C’est un communiqué qui a été fait, un communiqué relayé par les avocats de monsieur BASSOLE ; vous savez nous sommes partie dans ce dossier et donc le Groupe de travail a obligation de nous notifier sa décision rédigée en bonne et due forme ». Il n’appartient pas au Gouvernement du Burkina Faso d’exiger aux Nations unies une méthode de travail ou la nature de ces documents qui revêtent plusieurs formes.
Le Burkina Faso a demandé la révision de l’avis 39/2017 (Burkina Faso) et quel que soit le procédé utilisé par le Conseil des droits de l’homme pour notifier aux parties prenantes sa décision, elles y sont toutes soumises. Mais ce qu’il faut préciser, c’est que le communiqué officiel des Nations unies en date du 7 décembre tire sa source et sa substance de la décision du Conseil des droits de l’homme.
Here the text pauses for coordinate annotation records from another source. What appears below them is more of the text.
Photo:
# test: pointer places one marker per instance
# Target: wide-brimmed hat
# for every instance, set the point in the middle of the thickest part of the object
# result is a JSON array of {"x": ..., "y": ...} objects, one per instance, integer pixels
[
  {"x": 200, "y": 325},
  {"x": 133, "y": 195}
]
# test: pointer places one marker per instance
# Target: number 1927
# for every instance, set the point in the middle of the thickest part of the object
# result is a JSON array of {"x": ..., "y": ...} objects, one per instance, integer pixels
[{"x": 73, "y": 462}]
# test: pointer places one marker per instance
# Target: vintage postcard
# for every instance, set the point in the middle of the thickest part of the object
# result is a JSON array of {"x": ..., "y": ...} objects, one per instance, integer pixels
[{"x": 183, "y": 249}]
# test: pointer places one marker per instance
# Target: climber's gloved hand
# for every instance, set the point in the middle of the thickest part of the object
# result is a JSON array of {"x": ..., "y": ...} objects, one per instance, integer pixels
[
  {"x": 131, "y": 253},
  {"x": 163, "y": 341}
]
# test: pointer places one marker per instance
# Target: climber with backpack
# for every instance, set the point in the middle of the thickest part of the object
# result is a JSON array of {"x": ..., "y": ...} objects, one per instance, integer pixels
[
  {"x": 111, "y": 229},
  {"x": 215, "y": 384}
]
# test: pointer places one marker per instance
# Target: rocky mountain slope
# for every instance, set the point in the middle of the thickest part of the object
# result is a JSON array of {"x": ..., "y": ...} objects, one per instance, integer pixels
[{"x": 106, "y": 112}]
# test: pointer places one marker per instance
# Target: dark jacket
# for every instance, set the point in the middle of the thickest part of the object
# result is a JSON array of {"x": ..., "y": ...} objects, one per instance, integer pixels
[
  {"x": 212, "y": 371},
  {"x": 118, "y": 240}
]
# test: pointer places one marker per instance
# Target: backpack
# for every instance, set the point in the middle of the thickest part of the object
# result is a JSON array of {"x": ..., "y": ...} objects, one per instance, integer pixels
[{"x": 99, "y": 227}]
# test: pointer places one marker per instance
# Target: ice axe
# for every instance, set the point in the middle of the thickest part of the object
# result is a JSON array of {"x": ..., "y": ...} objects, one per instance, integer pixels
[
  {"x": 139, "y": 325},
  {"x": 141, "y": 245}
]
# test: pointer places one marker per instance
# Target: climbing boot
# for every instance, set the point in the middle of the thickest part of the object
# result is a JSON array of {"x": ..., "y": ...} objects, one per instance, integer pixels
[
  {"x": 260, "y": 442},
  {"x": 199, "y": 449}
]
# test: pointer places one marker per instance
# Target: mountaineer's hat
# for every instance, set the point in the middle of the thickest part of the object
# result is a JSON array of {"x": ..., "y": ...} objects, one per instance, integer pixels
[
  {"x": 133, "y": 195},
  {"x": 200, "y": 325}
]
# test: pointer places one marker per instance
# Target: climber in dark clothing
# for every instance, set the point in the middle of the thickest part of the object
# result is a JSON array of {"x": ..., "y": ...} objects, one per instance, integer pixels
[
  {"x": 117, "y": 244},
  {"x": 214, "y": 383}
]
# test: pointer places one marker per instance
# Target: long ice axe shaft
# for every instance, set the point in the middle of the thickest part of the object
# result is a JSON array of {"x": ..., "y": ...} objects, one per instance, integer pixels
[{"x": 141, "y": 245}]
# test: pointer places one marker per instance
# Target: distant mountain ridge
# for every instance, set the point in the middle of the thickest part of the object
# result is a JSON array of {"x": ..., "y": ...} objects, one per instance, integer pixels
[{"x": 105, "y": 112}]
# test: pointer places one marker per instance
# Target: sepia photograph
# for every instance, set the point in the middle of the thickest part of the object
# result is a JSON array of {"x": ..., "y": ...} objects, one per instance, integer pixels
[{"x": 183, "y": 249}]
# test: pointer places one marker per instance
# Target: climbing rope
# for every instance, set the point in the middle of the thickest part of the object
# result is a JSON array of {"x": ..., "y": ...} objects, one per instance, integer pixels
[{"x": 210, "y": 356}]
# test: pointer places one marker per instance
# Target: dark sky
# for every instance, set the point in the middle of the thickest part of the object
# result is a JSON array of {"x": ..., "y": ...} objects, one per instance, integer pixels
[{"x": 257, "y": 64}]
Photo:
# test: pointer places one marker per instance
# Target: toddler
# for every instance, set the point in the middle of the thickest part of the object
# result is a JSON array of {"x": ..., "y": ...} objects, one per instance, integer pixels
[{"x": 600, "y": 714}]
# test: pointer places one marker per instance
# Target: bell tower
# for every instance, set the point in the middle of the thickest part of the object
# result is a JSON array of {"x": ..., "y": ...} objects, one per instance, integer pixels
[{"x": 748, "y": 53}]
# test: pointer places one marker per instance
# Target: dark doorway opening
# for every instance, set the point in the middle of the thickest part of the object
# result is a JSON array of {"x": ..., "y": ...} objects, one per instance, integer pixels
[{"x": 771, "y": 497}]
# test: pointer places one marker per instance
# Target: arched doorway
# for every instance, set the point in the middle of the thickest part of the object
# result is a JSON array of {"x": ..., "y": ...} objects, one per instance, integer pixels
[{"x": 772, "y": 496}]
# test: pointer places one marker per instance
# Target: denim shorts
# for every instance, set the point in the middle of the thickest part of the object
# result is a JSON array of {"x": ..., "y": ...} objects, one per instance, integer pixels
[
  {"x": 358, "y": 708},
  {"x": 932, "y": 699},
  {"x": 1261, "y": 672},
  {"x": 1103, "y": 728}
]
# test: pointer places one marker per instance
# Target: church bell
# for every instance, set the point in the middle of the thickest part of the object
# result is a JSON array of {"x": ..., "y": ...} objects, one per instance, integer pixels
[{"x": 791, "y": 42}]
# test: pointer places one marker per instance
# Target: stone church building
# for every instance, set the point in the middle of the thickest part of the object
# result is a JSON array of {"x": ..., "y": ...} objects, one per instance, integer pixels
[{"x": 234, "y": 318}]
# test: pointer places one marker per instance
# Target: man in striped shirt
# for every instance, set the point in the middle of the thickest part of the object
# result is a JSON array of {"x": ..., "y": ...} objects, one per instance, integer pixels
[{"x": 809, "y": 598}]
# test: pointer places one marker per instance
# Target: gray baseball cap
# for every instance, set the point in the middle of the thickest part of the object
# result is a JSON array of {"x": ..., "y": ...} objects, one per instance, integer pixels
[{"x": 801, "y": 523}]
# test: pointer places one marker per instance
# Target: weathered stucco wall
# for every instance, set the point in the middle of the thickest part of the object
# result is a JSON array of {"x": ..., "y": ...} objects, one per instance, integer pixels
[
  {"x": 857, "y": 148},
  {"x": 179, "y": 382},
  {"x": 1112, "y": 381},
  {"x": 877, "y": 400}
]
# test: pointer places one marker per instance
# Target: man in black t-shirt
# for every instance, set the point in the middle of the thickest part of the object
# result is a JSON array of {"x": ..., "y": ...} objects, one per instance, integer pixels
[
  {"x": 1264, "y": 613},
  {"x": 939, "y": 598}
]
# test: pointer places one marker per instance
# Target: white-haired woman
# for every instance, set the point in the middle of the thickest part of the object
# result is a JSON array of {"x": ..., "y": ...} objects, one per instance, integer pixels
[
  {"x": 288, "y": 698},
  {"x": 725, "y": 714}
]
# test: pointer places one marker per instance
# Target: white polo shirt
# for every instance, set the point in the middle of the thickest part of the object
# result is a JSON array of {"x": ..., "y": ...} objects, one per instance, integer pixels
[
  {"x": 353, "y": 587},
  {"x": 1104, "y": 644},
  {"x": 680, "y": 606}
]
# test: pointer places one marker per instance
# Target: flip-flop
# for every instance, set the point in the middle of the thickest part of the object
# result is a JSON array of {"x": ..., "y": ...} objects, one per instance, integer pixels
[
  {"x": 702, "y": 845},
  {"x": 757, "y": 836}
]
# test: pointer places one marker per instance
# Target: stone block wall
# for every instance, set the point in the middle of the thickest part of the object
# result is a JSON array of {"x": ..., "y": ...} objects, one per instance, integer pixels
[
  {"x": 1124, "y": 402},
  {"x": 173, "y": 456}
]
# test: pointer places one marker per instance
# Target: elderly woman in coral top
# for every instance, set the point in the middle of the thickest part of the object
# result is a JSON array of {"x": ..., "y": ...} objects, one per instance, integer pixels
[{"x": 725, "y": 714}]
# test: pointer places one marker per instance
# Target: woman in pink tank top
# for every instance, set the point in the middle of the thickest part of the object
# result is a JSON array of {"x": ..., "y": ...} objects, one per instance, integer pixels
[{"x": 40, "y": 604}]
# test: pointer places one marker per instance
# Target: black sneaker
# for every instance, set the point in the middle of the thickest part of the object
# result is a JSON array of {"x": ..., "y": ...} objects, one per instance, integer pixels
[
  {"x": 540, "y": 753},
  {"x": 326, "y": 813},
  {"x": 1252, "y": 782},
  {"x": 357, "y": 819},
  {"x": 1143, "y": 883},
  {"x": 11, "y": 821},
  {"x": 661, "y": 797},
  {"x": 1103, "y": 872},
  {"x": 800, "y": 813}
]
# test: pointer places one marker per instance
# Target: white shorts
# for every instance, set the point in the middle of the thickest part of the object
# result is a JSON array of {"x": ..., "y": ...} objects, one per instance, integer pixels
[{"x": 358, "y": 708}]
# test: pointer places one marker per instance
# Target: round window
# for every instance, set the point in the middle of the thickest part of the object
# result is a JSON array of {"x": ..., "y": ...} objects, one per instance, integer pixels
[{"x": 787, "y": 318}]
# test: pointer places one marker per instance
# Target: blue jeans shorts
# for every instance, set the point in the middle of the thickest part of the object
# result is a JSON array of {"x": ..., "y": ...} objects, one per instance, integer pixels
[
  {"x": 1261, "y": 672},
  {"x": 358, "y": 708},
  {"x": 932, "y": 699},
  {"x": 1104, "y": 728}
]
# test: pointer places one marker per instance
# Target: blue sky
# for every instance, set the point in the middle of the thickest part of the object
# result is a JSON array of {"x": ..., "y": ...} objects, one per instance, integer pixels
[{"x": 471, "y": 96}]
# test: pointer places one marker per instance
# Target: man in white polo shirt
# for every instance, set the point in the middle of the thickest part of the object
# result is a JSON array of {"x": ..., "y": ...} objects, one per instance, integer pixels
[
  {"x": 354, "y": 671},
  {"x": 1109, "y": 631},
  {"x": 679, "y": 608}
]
En réalité, l’insistance du ministre de la justice sur la nature du délibéré nous amène à nous interroger sur la bonne foi de l’exécutif burkinabè quant à sa volonté réelle de s’exécuter conformément à l’avis qui est rendu. Il est opportun et indispensable de préciser que même si le Conseil des droits de l’homme rend un avis qui n’est pas d’abord une décision selon les dires du ministre de la justice, il convient de souligner dans le même sens que cet avis a une valeur morale contraignante dans le sens qu’il émane du point de vue de toute une communauté de Nations dont le Burkina Faso est membre.
Ne pas se conformer à la décision des Nations unies, ne peut que porter préjudice à l’image et à la crédibilité du Burkina Faso en matière de respect de la légalité internationale et des droits fondamentaux de l’homme.